I'll be spinning this CD, my only recording of the "Liturgique":










Mariss Jansons / Oslo PO


----------



## techniquest (Aug 3, 2012)

Wow - what a wonderful conclusion to the symphony; after all that relentless stomping and noise, the whole lot collapses and a lovely gentle sequence of chords ends the work. I like it 
By the way, mine's the Dutoit recording, so I'd be interested to hear the piece played by someone else just to compare.


----------



## GreenMamba (Oct 14, 2012)

I'm also not familiar with this symphony. I found one of the movements excerpted on this album, so I assume H. wrote it as Halloween music. 









But I settled on *Jansons and the Concertgebouw *(courtesy of Spotify).


----------



## TurnaboutVox (Sep 22, 2013)

*Arthur Honegger

Symphony no 3 "Liturgique". H 186 (1946) *
Takuo Yuasa, New Zealand Symphony Orchestra [Naxos, 2004]

I have known Honegger's string quartets and 'Pacific 231' for a long time so yes I knew about his trainspotting activities 
I found this version to be very enjoyable (on Spotify), but I don't have anything to compare it with, not having heard the third symphony before.


----------



## AClockworkOrange (May 24, 2012)

Mahlerian said:


> Bavarian Radio Symphony/Dutoit
> 
> 
> 
> ...


I found this recording of Symphony No. 3 on YouTube and I enjoyed the performance, enough to purchase it.

Aside from this SS, Dutoit's Symphonies 4 and 5 were on YouTube which resulted in an easy purchase.

I'll be listening to No.3 much more now I can listen through my Hi-Fi as opposed to computer speakers.

I just can't believe I had not heard of Honegger until this thread was started & I followed Jeff W's link.

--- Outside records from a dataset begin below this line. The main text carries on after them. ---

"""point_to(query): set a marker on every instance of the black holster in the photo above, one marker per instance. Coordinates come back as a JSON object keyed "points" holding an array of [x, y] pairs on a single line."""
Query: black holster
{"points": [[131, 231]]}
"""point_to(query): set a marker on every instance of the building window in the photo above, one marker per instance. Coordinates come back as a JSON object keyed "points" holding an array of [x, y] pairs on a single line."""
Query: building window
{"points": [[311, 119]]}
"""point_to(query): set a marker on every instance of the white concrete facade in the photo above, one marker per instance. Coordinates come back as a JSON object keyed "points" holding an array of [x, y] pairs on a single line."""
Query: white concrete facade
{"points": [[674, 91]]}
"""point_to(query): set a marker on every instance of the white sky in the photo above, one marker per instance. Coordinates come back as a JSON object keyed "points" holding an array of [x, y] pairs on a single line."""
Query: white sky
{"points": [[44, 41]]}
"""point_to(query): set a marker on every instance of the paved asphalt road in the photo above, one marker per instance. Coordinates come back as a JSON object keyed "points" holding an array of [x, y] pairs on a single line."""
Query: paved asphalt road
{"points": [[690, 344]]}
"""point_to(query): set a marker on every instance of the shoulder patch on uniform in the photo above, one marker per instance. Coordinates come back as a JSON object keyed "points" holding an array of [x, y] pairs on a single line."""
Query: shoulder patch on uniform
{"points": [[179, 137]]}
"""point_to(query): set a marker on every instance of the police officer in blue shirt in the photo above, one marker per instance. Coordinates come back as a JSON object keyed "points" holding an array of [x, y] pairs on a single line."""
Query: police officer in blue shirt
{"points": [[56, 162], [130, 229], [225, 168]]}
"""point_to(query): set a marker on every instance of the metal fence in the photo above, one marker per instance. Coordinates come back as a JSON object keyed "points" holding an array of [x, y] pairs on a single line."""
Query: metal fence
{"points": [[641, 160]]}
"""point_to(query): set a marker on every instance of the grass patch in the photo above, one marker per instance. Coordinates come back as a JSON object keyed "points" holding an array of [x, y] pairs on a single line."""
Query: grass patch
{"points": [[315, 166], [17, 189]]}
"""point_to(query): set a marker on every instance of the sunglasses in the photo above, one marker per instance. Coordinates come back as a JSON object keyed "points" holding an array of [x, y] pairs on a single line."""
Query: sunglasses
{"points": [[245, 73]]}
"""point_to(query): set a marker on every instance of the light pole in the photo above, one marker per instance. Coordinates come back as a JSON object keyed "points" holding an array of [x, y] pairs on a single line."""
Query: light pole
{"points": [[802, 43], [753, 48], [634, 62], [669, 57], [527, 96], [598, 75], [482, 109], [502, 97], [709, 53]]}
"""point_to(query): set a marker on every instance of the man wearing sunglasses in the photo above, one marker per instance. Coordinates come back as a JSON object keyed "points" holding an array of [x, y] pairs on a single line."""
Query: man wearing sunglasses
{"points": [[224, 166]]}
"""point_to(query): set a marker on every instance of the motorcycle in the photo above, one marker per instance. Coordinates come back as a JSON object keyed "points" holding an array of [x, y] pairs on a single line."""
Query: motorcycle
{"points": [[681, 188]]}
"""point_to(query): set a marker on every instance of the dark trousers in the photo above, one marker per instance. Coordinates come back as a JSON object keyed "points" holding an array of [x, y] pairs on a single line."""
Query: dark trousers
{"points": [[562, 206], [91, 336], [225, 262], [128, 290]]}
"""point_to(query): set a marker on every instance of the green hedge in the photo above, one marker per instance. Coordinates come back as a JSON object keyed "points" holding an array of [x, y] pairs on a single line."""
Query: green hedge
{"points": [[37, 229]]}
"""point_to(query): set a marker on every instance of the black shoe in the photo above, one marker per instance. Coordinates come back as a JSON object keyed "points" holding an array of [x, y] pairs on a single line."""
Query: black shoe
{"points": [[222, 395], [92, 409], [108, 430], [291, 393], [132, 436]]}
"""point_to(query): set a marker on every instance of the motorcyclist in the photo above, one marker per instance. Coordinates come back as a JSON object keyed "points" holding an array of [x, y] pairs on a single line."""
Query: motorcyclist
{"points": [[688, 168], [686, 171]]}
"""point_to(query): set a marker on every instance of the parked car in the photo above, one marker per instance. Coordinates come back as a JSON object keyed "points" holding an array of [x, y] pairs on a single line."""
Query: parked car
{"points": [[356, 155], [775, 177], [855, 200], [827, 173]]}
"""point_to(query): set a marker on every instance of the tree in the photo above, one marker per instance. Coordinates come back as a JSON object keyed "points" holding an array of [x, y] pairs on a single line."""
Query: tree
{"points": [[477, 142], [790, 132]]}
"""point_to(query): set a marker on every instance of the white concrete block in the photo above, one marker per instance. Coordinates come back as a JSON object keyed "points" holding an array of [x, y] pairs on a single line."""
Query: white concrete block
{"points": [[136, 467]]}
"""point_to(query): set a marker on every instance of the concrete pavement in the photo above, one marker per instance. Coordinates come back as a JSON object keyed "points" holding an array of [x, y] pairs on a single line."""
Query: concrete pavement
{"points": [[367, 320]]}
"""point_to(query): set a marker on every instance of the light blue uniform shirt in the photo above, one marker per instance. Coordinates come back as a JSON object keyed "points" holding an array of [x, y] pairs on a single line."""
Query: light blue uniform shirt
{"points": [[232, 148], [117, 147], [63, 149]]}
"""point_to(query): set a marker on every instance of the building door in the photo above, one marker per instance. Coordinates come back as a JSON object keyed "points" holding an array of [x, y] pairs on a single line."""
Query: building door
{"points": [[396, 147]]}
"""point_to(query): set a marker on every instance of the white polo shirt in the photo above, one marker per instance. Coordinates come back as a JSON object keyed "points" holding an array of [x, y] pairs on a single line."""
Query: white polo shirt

These Saturday Symphonies threads are truly invaluable.


----------



## realdealblues (Mar 3, 2010)

I ended up listening to my Karajan recording twice over the weekend. It's an interesting Symphony and I enjoyed it, but I think it will take a few more listens to really sink in. Probably just the way I heard it, but to me, it kind of starts out somewhere in land of Debussy and ends somewhere in the realms of Brahms. Kind of neat anyway.


----------



## Andreas (Apr 27, 2012)

Great to see the Honegger picked and getting such positive feedback. He's one of my favourite conposers of the 30s and 40s, writing, like Barber, Hindemith and late Roussel, wonderful symphonies in a time when the last ones by Mahler and Sibelius had, apparently, closed the book on that form. The Honegger 3 is great, though I like his 2nd even more, especially the finale.


----------